Questa linea di incitazione alla natalità “ad ogni costo”, inoltre, ha preso una piega sgradevole per le tradizioni ecclesiastiche quando si vuole punire la “propaganda child-free”, mettendo sotto accusa ogni stile di vita che non si orienta all’unione sessuale generativa, come la grande tradizione monastica ortodossa, che solo dopo molte insistenze è stata esclusa dalle misure di esecrazione previste dalle nuove norme in questo campo. Nella Chiesa russa i preti diocesani e di parrocchia sono obbligatoriamente sposati e con molti figli, costituendo di fatto una “casta sacerdotale” molto particolare, ma la dirigenza ecclesiastica si forma esclusivamente tra i monaci, che sono i grandi predicatori della fede patriottica e della guerra santa, quindi da onorare ed esaltare senza mettere ombre inutili sulla loro condizione di vita, esente dalla generazione di figli.

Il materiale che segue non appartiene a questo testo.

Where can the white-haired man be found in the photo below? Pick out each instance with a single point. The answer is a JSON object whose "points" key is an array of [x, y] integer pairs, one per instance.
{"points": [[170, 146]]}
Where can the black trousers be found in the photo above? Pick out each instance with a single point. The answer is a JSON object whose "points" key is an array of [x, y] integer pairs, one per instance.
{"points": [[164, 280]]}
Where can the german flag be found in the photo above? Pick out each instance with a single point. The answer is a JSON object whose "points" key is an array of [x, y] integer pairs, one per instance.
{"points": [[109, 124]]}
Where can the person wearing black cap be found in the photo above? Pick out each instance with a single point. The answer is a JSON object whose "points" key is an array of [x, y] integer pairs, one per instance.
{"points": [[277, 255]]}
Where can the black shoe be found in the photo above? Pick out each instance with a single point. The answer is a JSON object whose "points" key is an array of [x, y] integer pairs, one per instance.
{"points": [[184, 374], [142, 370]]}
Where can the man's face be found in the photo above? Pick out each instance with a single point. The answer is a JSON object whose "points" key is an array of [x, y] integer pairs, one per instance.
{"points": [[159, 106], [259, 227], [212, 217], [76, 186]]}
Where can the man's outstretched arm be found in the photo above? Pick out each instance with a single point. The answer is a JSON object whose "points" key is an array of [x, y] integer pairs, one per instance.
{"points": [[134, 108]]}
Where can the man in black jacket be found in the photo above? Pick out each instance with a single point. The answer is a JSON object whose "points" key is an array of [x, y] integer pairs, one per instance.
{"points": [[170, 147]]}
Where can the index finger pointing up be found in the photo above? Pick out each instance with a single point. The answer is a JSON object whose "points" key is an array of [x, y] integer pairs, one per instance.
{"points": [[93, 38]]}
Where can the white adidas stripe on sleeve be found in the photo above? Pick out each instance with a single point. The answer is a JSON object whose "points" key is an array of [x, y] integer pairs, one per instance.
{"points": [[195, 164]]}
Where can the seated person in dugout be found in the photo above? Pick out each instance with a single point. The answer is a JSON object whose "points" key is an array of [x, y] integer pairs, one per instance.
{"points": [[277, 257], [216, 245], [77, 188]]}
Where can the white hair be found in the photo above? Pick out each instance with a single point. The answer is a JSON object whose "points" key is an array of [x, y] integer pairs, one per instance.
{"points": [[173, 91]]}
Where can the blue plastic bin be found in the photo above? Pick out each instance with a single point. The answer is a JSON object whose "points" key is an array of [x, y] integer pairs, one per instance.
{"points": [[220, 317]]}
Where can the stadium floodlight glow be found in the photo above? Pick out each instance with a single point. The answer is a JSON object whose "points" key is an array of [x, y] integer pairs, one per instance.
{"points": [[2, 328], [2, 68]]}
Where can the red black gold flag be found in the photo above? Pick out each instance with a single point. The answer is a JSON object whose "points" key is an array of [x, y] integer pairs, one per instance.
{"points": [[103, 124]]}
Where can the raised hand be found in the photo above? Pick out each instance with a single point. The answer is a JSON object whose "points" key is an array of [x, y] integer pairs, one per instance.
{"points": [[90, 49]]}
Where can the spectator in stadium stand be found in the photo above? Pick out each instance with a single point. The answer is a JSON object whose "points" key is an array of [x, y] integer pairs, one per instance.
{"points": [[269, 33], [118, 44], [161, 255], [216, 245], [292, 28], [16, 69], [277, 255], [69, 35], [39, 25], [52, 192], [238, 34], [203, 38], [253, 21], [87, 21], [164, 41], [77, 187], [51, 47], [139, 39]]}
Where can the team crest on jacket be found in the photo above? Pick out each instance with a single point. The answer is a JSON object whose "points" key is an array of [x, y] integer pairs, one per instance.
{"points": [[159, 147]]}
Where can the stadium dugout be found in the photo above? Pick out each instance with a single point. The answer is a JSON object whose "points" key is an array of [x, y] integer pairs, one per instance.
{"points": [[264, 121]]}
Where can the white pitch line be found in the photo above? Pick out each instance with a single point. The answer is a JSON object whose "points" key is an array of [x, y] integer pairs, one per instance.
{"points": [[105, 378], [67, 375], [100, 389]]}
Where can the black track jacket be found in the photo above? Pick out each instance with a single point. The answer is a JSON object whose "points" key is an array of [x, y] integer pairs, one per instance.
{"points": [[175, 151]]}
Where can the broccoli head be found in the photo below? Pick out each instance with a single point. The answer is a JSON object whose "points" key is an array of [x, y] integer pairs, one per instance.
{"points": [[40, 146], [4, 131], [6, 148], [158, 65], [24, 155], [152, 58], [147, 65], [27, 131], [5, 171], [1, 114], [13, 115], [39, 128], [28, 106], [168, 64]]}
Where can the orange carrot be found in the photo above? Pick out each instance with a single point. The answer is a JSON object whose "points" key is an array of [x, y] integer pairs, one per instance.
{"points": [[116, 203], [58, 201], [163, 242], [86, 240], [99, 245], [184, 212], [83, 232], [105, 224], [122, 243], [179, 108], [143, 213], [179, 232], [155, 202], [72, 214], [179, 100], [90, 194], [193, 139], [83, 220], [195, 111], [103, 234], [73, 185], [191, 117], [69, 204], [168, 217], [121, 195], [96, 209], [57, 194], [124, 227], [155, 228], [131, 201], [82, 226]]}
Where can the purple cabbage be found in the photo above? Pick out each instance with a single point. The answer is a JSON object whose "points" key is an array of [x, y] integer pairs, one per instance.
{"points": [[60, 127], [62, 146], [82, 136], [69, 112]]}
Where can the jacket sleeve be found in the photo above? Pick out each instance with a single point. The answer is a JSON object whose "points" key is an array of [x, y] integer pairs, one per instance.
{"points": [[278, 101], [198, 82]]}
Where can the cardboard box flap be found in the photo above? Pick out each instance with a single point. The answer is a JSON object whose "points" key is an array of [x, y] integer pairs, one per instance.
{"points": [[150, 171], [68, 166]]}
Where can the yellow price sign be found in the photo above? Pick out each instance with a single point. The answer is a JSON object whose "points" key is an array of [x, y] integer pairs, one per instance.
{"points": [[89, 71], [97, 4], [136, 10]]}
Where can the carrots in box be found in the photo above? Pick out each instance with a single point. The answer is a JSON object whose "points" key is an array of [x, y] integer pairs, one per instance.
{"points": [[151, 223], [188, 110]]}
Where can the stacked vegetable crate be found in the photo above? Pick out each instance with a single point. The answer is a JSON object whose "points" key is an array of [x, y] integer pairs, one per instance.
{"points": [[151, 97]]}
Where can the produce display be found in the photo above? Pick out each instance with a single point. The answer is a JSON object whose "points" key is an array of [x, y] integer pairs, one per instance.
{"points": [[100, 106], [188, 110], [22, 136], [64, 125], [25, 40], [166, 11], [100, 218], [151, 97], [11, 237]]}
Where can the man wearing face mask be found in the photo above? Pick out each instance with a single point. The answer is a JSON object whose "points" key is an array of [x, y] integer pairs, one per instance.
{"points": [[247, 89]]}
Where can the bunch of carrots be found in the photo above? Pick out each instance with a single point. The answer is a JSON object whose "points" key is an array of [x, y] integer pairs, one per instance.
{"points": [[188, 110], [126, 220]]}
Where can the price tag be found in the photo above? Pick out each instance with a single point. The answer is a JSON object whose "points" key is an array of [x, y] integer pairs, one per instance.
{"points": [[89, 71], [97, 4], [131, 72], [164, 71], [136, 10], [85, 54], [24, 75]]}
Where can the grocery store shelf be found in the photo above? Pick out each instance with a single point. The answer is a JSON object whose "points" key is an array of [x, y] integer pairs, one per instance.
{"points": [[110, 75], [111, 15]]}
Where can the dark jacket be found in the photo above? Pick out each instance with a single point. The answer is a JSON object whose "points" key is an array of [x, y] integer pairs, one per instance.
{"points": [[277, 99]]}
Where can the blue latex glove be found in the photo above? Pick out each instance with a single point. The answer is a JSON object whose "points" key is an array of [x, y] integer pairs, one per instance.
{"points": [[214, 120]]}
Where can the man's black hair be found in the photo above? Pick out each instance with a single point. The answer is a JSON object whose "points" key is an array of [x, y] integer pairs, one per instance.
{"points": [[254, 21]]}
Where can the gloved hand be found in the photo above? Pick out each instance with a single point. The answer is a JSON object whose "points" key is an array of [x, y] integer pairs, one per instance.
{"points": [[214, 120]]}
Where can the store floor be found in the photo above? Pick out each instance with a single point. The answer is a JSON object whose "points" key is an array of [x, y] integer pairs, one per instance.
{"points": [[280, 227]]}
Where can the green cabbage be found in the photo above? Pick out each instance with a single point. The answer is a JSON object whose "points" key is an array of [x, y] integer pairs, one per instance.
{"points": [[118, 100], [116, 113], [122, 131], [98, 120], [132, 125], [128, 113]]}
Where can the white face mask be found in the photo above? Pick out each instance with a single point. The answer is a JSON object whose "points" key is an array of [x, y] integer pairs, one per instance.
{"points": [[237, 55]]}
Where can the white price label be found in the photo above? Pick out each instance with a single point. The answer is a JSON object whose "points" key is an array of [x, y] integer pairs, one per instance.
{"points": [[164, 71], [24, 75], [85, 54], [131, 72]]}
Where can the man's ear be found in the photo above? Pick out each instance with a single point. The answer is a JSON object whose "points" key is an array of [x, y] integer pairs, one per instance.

L’altra presa di posizione che ha molto indispettito il clero ortodosso è stata l’assoluta proibizione, confermata anch’essa da provvedimenti legislativi, di qualunque preghiera nelle case private, che nelle intenzioni doveva colpire in particolare le comunità evangeliche, pentecostali e sette come i Testimoni di Geova e altre, ma ha finito per intralciare anche le attività dei sacerdoti ortodossi (e cattolici) che hanno la consuetudine di recarsi a benedire le case e incontrare le persone nella loro abitazione, soprattutto nel periodo invernale e natalizio. Anche in questo caso si è resa evidente la notevole distanza di mentalità tra i politici, che riprendono con grande facilità alcune impostazioni tipiche dei tempi sovietici, e gli esponenti dell’Ortodossia, che nel rapporto con i fedeli non si limitano alla semplice propaganda, come è inevitabile che avvenga dopo oltre trent’anni di libertà religiosa, almeno a livello formale.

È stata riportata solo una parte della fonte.